The analysis is part of an assignment for a MOOC course, that is not referenced here due to course policy. The sources of the data used in the analysis is given as follows:

  • List of indicators of energy supply and renewable electricity production for the year 2013 can be found as an excel file at the United Nations Statistics Division’s website linked here. The energy data from the excel file Energy Indicators.xls, which is read into a DataFrame with the variable name of energy.

  • The data containing GDP of the countries from 1960 to 2015 can be found at the World Bank and is stored in the csv file world_bank.csv, and then read into the DataFrame GDP.

  • The ranking of countries based on their journal contributions for Energy Engineering and Power Technology can be found at Sciamgo Journal stored in the file scimagojr-3.xlsx, and then loaded into the DataFrame ScimEn.

The above three datasets: GDP, Energy, and ScimEn are merged into a new dataset (using the intersection of country names) using only the last 10 years (2006-2015) of GDP data and only the top 15 countries by Scimagojr ‘Rank’ (Rank 1 through 15).

The index of this DataFrame is the name of the country, and the columns are

['Rank', 'Documents', 'Citable documents', 'Citations', 'Self-citations',
       'Citations per document', 'H index', 'Energy Supply',
       'Energy Supply per Capita', '% Renewable', '2006', '2007', '2008',
       '2009', '2010', '2011', '2012', '2013', '2014', '2015'].

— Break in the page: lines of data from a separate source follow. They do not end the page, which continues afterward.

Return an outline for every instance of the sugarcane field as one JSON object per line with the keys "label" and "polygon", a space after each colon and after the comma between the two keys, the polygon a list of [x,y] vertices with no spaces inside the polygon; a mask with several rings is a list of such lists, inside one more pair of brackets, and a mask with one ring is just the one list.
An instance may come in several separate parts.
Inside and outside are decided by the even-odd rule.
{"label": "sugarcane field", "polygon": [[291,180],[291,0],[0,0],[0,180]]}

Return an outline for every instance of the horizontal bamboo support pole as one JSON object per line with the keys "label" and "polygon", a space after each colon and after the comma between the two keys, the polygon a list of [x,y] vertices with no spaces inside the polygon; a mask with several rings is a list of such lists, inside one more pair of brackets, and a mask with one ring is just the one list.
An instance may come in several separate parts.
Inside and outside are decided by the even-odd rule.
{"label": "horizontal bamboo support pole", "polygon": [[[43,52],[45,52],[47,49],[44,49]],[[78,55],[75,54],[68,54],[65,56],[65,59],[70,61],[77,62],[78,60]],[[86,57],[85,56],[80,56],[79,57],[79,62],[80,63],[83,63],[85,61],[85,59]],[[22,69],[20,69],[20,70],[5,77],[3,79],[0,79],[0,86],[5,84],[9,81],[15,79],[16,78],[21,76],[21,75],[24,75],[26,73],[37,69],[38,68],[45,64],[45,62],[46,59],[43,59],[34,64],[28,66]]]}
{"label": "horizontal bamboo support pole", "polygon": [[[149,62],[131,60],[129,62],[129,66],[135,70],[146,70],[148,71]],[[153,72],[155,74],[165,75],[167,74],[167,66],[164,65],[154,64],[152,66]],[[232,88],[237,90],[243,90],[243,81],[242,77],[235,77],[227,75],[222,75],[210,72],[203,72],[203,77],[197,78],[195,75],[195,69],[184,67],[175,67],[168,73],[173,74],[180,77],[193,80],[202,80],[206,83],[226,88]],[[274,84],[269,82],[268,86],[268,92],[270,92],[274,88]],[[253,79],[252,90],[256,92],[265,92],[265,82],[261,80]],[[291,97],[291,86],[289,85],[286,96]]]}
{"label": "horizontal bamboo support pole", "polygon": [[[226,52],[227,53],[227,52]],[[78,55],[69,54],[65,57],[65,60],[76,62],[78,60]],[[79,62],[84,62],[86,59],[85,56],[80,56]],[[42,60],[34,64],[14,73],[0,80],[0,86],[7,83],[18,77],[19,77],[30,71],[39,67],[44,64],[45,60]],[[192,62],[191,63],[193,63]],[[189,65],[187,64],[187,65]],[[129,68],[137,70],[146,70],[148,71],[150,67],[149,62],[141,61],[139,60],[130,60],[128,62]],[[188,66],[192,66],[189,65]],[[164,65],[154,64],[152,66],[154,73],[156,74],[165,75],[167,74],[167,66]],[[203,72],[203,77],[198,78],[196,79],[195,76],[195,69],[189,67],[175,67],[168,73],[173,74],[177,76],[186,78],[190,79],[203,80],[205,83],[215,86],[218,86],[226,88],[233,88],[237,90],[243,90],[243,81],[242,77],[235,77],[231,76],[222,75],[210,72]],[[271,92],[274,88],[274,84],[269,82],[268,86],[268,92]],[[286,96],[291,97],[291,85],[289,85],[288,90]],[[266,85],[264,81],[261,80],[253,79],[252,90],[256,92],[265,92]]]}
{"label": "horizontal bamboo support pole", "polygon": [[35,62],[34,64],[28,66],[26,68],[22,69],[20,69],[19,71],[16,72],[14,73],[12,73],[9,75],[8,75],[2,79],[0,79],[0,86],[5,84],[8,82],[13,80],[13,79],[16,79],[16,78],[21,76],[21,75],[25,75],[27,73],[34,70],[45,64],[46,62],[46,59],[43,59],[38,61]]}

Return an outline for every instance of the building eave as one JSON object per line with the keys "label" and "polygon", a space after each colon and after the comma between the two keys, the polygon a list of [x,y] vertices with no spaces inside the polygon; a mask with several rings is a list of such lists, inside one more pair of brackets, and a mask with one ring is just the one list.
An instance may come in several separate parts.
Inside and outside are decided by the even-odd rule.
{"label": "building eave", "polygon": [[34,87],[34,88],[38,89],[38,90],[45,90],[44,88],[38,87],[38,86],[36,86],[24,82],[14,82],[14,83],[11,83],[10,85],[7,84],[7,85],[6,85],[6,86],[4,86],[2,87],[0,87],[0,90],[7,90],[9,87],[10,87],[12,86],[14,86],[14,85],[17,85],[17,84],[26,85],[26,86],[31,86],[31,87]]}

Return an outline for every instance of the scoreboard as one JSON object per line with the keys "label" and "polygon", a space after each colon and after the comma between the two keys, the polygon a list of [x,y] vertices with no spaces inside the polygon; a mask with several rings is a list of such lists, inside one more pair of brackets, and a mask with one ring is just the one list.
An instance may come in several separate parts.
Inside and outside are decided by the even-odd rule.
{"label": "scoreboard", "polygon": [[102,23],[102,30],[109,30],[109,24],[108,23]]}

Functions answering specific queries are written below.

import pandas as pd
import numpy as np

This function reads the above three datasets, cleans them and joins them, then returns a DataFrame with 20 columns and top 15 entries sorted by the rank given by Scimago journal.

def get_data():
    def get_energy():
        energy = pd.read_excel('Energy Indicators.xls', skiprows = 18, 
                               skip_footer = 38, header = None)
        energy.drop(energy.columns[[0,2]], axis = 1, inplace = True)
        energy.columns = ['Country', 'Energy Supply', 
                          'Energy Supply per Capita', '% Renewable']
        energy = energy.replace('...', np.nan)
        energy['Energy Supply'] *= 1000000
        energy.set_index('Country', inplace = True)
        energy.rename(index = { "Republic of Korea": "South Korea",
        "United States of America": "United States",
        "United Kingdom of Great Britain and Northern Ireland": "United Kingdom",
        "China, Hong Kong Special Administrative Region": "Hong Kong"}, 
        inplace = True)
        dictnry = {ord("1"): None, ord("1"): None, ord("2"): None, 
                   ord("3"): None, ord("4"): None, ord("5"): None, 
                   ord("6"): None, ord("7"): None, ord("8"): None, 
                   ord("9"): None}
        index_list_energy = {c : c.split('(')[0].strip().translate(dictnry) 
                             for c in energy.index}
        energy.rename(index = index_list_energy, inplace = True)
        return energy
    def get_GDP():
        GDP = pd.read_csv('world_bank.csv', skiprows = 4)
        GDP['Country Name'].replace({"Korea, Rep.": "South Korea", 
                                    "Iran, Islamic Rep.": "Iran",
                                    "Hong Kong SAR, China": "Hong Kong"
                                    }, inplace = True)
        GDP.set_index('Country Name', inplace = True) = 'Country'
        columns_to_keep = GDP.columns[-10:]
        GDP = GDP[columns_to_keep]
        return GDP
    def get_ScimEn():
        ScimEn = pd.read_excel("scimagojr-3.xlsx")
        ScimEn.set_index('Country', inplace = True)
        return ScimEn
    energy, GDP, ScimEn = get_energy(), get_GDP(), get_ScimEn()
    ScimEn = ScimEn[ScimEn['Rank'] <= 15]
    d = pd.merge(pd.merge(ScimEn, energy, how = "inner", left_index = True, 
                right_index = True), GDP, how = "inner", left_index = True, 
                right_index = True)
    d = d.sort_values(by = "Rank")
    return d
print("Columns:\n", get_data().columns)
print("Indices:\n", get_data().index)
 Index(['Rank', 'Documents', 'Citable documents', 'Citations', 'Self-citations',
       'Citations per document', 'H index', 'Energy Supply',
       'Energy Supply per Capita', '% Renewable', '2006', '2007', '2008',
       '2009', '2010', '2011', '2012', '2013', '2014', '2015'],
 Index(['China', 'United States', 'Japan', 'United Kingdom',
       'Russian Federation', 'Canada', 'Germany', 'India', 'France',
       'South Korea', 'Italy', 'Spain', 'Iran', 'Australia', 'Brazil'],
      dtype='object', name='Country')

From now onwards, only the top 15 countries by Scimagojr Rank (aka the DataFrame returned by get_data()) is used for analysis.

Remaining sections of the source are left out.